李西城难得有些慌乱,来不及整理措辞,抓住气口,开口道,
“没有躲你,我去给你买衣服了。”
杭水一愣,伸手用手背抹掉眼泪,顺着他的视线,将目光挪到了那张木桌上。
桌面上安静地摆放着几个白色的手提袋和一个彩色礼盒。定睛一看,那些手提袋上面的logo有点眼熟,他几乎瞬间意识到,都是他这几天穿的那几件衣服的牌子。
其实,那些衣服,只是他在家装行李时,顺手随便从衣柜里扒下来的。他也没有很喜欢,他都没有在意自己穿的是什么。
但是,有一个人会把细心地观察他的喜好和习惯,默默记下来,一声不吭地去给他买东西。
杭水觉得李西城对他的影响比自己想象中的还要大。
对方轻飘飘抛出的一句话,做出的一个举动,让他一下就消气了。满腔怒火被扑面熄灭,鼻腔一酸,心突然变得很柔软。
“拿过来我看看。 ”
憋着轻微的哭腔,杭水眨了眨眼睛,坠着水汽的声音听着有些含糊。
李西城将自己准备的那些礼物递给他,杭水伸手接过,拆掉五彩斑斓的蝴蝶结礼扣,里面躺着一条漂亮的丝巾,他微微张开嘴,咽了咽喉咙,
“好漂亮…”
杭水从小到大不知道收到过多少礼物,物质上的富裕和丰盛让他对于这些东西近乎麻木,几乎感受不到幸福。
也许,此时此刻,让他心里快乐得要冒泡的,也不是这些礼物本身,而是因为这些是李西城送给他的。

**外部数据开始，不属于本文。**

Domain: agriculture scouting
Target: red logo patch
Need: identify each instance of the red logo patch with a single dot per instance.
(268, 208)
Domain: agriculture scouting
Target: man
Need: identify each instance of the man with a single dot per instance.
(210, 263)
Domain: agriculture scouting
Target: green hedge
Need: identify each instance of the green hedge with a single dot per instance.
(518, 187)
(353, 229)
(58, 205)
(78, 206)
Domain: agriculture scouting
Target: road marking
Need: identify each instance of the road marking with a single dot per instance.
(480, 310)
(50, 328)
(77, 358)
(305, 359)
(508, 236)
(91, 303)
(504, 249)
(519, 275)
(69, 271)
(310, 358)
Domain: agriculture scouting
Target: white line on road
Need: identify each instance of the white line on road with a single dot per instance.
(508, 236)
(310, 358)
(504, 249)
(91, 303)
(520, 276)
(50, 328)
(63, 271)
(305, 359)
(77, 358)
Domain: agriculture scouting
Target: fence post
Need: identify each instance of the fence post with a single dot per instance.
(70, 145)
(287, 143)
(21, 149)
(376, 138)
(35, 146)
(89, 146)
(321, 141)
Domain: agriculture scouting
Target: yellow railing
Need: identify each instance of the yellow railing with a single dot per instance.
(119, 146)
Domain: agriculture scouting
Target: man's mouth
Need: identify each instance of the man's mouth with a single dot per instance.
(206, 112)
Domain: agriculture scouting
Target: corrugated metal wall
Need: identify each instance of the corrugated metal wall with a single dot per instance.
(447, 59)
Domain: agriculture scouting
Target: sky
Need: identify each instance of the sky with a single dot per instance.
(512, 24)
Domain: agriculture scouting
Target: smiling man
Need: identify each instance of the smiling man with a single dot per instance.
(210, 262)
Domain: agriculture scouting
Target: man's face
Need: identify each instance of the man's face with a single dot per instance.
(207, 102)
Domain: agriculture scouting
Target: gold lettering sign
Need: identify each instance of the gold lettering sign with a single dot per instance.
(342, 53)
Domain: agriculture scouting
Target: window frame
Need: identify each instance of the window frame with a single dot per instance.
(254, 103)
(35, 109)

心绪渐渐平复下来,心间涌起丝丝雀跃,他轻轻用手摩挲那片光滑柔软的布料。
良久,见杭水的情绪稳定了下来,李西城斟酌着话语,艰涩地开口道:
"我明天,带你去镇上的电话亭,你给你爸爸打电话,告诉他这里不安全,让他接你回去,好吗?"
他的话音落地的瞬间,杭水的心也随之沉入地窖,心脏酸涩得像被人紧紧揪住不放。
凭什么他的一句话随便就能调动自己的情绪,让他像过山车一样,一念上天堂,一念跌落人间。他就那么好拿捏吗?
“这就是你要跟我说的话吗?”才擦掉的眼泪又沾湿了下巴,杭水却不管不顾,倔强地追问,“那这些算什么,因为要推开我而愧疚,所以想补偿给我的吗?”

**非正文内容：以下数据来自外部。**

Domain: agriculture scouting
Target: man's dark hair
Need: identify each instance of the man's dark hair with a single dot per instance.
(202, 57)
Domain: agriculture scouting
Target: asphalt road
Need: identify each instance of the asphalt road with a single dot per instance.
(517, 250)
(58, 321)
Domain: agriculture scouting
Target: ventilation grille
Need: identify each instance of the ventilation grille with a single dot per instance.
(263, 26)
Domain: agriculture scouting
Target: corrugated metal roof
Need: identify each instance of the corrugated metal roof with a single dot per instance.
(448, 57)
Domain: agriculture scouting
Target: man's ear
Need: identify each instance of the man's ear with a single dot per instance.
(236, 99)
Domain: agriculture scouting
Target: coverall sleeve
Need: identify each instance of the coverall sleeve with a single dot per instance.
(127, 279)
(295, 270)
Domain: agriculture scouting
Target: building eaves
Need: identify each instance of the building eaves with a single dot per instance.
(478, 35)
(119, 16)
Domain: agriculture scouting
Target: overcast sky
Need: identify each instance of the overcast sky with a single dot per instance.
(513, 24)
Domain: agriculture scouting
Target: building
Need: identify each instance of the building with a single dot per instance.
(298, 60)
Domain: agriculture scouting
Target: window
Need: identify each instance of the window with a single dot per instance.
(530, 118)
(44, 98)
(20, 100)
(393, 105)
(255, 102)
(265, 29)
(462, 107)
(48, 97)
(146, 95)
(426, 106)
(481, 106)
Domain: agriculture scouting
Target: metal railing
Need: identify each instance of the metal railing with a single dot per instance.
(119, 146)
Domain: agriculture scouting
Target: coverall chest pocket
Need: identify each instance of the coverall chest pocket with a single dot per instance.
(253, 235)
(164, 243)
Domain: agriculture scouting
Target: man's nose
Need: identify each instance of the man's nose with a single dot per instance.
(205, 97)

李西城哑然,仿佛一张口,那些话语就会源源不断地从他心里迸涌出来,如同树上熟透的累累果实,手一探就会纷纷掉落。
不是的,都不是。
杭水紧紧攥着拳头想要抑制发抖,用双手捂住脸,强忍着深呼吸了几次,不断对自己无声默念,
不要这么没出息啊。
这算什么,这什么都不算。
多重打击使得杭水从里到外地虚透了,他几乎破罐子破摔地,抬眼逼视李西城的双眼,用带着挑衅的攻击,偷偷藏起自己受伤后的脆弱。
"你说这里不安全。你呢?你不能保护我吗?"
那双破碎的眼眸里,眼眶被烧得发热。
"我没有资格,因为我——"
杭水不想再听下去了,他打断他,
“李西城——”
这其实是杭水第一次连名带姓地叫他。咬住唇,止住颤抖才继续低语,
"你有,我说的算。你可以做我男朋友。"自暴自弃般,他将那层朦胧的窗户纸彻底捅破,又觉得这样的态度有点太凶,哑声道,"你愿意吗?"
李西城彻底愣住了,他从没想过杭水会这样开口。他突然意识到,如同那个醉酒的吻,杭水给他的喜欢,从来不是潺潺流淌的溪流,他的爱如潮涌,不由分说地将他席卷、吞没。
那是一种强烈迸发的生命力,百无禁忌,不惧怕受伤与疲惫,也不忌惮自己的爱因此碰壁。倘若快意,就纵横驰骋,倘若曲折,就报之以愤怒。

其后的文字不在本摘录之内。